Il n’existe cependant pas, à ce jour, de filière industrielle permettant l’émergence des SMR, lesquels pourraient au mieux être disponibles vers 2040. Les (deux) seuls SMR opérationnels actuellement en exploitation sont… une barge nucléaire flottante russe – l’Akademik Lomonosov – en Sibérie. Les autres projets de SMR – environ 70 – sont encore en cours de conception ou de développement, au stade d’un avant-projet détaillé.

Comme l’indique l’IRSN dans un récent rapport, « Le niveau de maturité de ces concepts reste très en-deçà du niveau de maturité attendu pour engager un processus d’autorisation, à l’exception notable du réacteur IMSR de la société Terrestrial Energy (…)».  L’IRSN conclut que « la faisabilité et l’efficacité restent à démontrer ».

Et surtout, les SMR ne répondent pas aux problèmes posés par leurs « grands frères ». Le coût du kilowattheure produit est encore plus cher et il faudrait produire le même type de petit réacteur à très grande échelle pour s’approcher du tarif de l’électricité nucléaire produite par les grands réacteurs, ce qui semble loin d’être acquis. Or la demande potentielle pour ce type de réacteur, même dans ses estimations les plus optimistes, ne permettra pas ce développement à grande échelle nécessaire. Il est aussi difficile d’imaginer le modèle économique d’un réacteur nucléaire produisant dix fois moins d’électricité que ses grands frères, étant donné les coûts fixes du nucléaire : l’électricité produite le serait à un coût probablement prohibitif. Ne parlons même pas des débats sur l’emplacement de nouveaux réacteurs de ce type.

L’urgence climatique et le coût prohibitif de l’énergie produite de cette façon en comparaison avec le prix du renouvelable disqualifient largement ces projets. Il n’y a pas même un prototype en vue dans un avenir proche. L’obligation d’agir immédiatement pour décarboner notre production électrique et réduire nos émissions de GES d’ici 2030 ne permet pas d’imaginer un rôle crédible pour les petits réacteurs à cet égard.

 9.4. Et la fusion ?

“La fusion, cela fait cinquante ans qu’on nous dit que ce sera opérationnel dans cinquante ans”

Technologie fascinante et totalement différente de la fission, la fusion nucléaire consiste à reproduire industriellement les réactions physiques qui se produisent au cœur du soleil et des étoiles.

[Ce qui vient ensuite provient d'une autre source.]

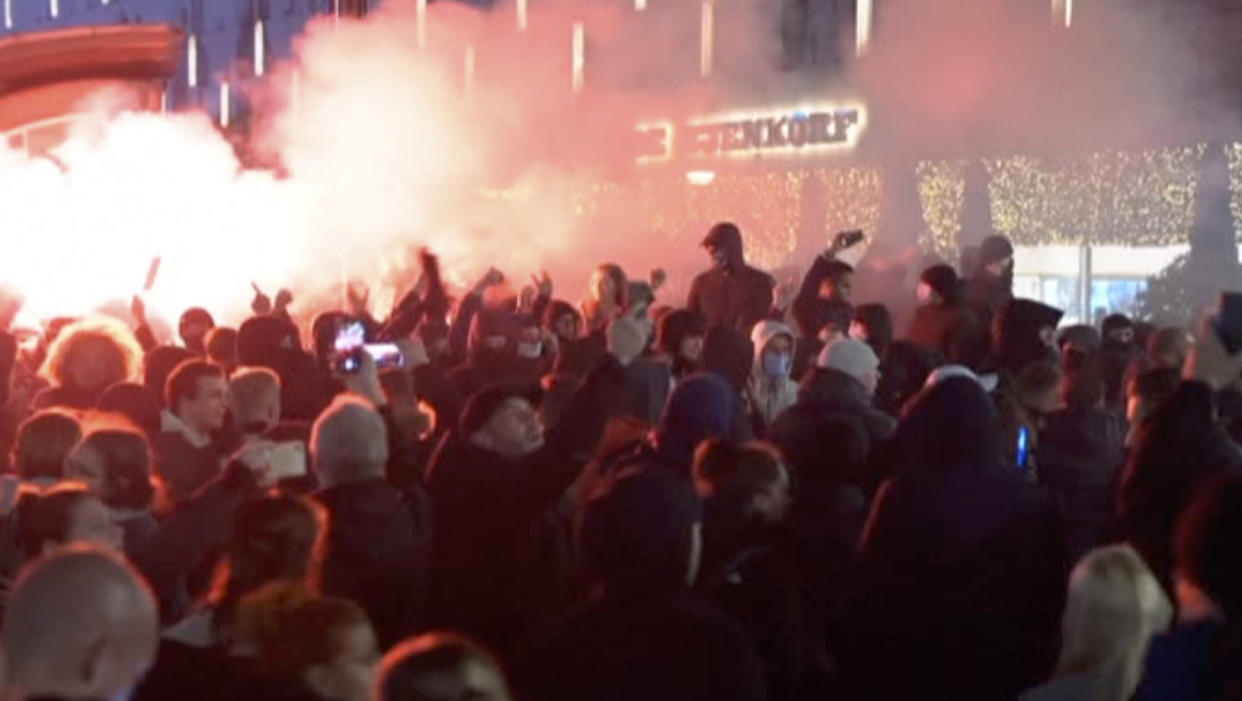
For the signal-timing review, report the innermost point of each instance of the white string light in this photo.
(578, 62)
(707, 37)
(421, 21)
(191, 61)
(863, 16)
(260, 49)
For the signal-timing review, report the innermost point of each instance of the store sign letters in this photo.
(749, 134)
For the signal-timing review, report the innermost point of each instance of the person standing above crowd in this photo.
(732, 293)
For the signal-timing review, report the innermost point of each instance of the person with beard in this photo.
(730, 295)
(492, 480)
(641, 633)
(745, 491)
(942, 320)
(989, 290)
(960, 577)
(1118, 352)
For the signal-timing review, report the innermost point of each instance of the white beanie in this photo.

Il s’agit réaliser la fusion des noyaux de 2 isotopes de l’hydrogène, le Deutérium et le Tritium, en portant un plasma à une température avoisinant les 150 millions de degrés. A cette température se réalise la réaction de fusion qui produit une quantité d’énergie dix fois plus importante que celle consommée pour y parvenir et ne dégage que de l’hélium, gaz inerte, comme déchet. Une filière de fusion nucléaire ne produirait par ailleurs pas de déchets radioactifs à longue durée de vie.

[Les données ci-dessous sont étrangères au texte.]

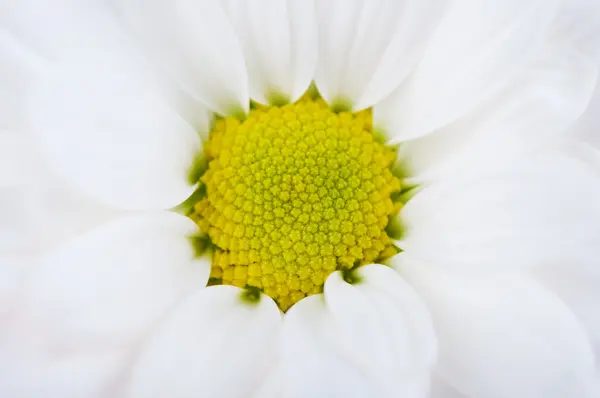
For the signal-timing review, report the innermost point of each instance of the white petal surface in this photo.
(588, 126)
(112, 134)
(373, 338)
(578, 21)
(542, 103)
(17, 67)
(537, 209)
(62, 28)
(474, 52)
(38, 210)
(441, 389)
(213, 345)
(32, 368)
(110, 285)
(367, 48)
(279, 40)
(576, 281)
(501, 335)
(196, 45)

En 2005, après de longs marchandages entre l’Union européenne et le Japon, un accord a été conclu pour la construction du réacteur expérimental « ITER » (réacteur thermonucléaire expérimental international) à Cadarache, en France. ITER est une installation de recherche et les promoteurs de la fusion concèdent que le premier réacteur commercial ne fonctionnerait pas avant 2060.

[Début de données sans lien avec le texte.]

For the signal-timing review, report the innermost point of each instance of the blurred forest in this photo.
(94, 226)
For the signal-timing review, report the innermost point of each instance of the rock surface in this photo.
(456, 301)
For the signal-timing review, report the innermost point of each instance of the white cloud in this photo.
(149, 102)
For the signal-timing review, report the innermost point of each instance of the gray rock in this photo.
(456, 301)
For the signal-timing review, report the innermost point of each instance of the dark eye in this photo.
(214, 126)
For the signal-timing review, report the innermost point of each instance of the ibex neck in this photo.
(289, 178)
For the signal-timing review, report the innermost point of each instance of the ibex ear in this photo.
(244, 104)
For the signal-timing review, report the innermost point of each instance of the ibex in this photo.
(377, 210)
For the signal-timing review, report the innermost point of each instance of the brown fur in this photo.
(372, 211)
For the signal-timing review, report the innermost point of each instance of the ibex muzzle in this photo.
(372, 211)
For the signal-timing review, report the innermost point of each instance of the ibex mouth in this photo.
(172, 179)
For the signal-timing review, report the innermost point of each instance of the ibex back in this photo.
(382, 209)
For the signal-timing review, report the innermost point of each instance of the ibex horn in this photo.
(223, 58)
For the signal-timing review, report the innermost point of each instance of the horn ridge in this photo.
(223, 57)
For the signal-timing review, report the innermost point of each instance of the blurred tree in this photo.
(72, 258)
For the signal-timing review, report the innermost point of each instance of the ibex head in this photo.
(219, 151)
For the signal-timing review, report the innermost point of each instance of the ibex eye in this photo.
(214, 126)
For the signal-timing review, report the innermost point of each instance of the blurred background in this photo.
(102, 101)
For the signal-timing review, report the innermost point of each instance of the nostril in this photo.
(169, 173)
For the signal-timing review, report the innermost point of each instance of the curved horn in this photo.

Le rêve derrière ITER est de créer un moyen de production d’énergie colossal, propre, sûr et illimité mais la production d’électricité par fusion n’est encore qu’au stade de la recherche et n’est pas réellement envisagée avant plusieurs décennies. Vu l’urgence de la lutte contre les changements climatiques, la fusion ne peut donc pas y jouer un rôle.

 9.5. Les dépenses liées à ITER ?

Si ce type de recherches est a priori intéressant, le risque est cependant grand d’investir énormément de moyens (entre 19 et 60 milliards de dollars selon les dernières estimations) alors que nous n’avons aucune garantie de résultats à long terme et la certitude de n’avoir aucun résultat ni à court, ni à moyen terme. D’autant que ce sont des moyens financiers qui n’iront pas aux renouvelables ou à l’augmentation de l’efficacité énergétique.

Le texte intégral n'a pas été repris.